Mr FLETCHER (BradfieldMinister for Communications, Urban Infrastructure, Cities and the Arts) (10:37): I move:

That this bill be now read a second time.

Social media services have provided Australians significant social, educational and economic benefits for many years. However, these benefits have also come with greater exposure to online harms—including exposure to emotional, mental health and financial harms that can result where malicious online trolls post defamatory material to attack a person's reputation.

The Australian government is committed to keeping Australians safe from online harm, including the harmful impacts of defamatory material posted anonymously on social media.

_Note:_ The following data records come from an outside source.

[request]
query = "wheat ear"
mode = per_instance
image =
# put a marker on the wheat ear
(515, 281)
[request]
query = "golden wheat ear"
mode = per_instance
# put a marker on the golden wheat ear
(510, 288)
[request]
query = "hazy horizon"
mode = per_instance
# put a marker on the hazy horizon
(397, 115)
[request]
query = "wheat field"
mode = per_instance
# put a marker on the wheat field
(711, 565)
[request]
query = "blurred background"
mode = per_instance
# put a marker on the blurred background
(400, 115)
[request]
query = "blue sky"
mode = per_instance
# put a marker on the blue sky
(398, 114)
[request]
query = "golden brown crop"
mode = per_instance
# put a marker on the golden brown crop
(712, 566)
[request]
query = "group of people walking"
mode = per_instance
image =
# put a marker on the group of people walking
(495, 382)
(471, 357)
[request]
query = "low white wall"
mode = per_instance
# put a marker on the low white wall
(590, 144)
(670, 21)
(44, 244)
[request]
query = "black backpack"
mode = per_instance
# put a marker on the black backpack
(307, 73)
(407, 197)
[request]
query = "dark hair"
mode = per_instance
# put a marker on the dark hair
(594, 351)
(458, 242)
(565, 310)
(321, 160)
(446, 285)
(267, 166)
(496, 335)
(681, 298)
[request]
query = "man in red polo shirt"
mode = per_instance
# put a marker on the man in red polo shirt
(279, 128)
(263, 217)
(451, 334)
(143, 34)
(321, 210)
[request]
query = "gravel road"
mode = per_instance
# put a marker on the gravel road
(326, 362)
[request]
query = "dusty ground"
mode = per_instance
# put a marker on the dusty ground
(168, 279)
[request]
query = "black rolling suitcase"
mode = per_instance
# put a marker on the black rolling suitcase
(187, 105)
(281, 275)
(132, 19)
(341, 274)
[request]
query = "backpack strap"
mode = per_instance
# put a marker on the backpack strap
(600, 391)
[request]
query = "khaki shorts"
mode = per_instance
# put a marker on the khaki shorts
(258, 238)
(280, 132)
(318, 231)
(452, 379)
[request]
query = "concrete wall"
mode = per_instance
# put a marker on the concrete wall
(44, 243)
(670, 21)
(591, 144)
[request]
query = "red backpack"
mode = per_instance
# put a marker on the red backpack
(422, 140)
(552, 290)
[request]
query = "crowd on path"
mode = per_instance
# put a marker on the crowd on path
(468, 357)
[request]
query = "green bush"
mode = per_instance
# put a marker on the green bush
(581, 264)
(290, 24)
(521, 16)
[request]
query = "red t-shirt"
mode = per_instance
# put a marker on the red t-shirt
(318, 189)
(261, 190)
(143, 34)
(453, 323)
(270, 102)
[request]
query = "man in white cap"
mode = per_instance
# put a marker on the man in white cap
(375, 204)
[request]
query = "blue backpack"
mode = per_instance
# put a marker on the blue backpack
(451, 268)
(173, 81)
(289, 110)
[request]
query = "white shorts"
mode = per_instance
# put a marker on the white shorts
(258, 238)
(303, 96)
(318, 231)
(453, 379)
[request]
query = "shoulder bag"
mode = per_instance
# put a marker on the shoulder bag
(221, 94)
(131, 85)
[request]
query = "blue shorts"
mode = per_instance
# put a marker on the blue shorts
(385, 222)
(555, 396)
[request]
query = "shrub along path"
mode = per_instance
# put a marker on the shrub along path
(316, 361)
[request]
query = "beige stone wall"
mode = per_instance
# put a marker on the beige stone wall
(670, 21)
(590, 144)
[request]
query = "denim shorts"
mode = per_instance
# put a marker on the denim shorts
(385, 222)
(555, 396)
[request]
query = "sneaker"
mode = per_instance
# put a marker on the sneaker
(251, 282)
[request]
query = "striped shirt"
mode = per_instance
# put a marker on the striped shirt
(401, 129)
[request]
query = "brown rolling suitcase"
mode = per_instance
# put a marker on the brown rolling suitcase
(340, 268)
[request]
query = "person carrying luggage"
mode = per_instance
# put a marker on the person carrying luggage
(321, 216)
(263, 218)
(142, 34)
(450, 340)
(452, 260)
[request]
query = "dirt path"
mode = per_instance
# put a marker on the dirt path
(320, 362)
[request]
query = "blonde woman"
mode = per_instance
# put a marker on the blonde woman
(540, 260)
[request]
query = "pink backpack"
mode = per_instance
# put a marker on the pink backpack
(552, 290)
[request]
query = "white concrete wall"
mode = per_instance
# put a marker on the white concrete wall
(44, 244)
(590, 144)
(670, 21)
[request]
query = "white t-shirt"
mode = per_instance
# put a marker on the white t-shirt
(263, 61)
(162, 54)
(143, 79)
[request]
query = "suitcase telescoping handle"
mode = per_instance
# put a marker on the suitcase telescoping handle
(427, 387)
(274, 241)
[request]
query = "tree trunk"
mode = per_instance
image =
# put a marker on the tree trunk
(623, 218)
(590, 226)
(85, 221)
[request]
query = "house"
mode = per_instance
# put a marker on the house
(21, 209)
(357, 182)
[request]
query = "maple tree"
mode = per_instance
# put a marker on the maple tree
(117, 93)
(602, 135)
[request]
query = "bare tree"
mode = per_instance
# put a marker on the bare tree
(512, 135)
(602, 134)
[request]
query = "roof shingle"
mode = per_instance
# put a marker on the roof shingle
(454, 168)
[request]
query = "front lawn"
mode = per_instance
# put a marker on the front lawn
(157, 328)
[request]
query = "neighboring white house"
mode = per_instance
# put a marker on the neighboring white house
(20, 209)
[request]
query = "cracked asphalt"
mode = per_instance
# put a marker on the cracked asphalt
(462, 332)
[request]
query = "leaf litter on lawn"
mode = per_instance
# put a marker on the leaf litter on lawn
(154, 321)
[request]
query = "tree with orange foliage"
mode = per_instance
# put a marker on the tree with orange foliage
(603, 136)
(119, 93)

Today we introduce the Social Media (Anti-Trolling) Bill to ensure defamation law is fit-for-purpose in the digital age and to empower Australians to respond appropriately to defamatory attacks by anonymous social media trolls.

Outline of the Bill

The challenges of responding to defamatory material online crystallised after the High Court's decision in Fairfax Media Publications v Voller.

In that case, a majority of the court determined that the appellant media companies were 'publishers' of defamatory comments that had been made by third parties on their Facebook pages.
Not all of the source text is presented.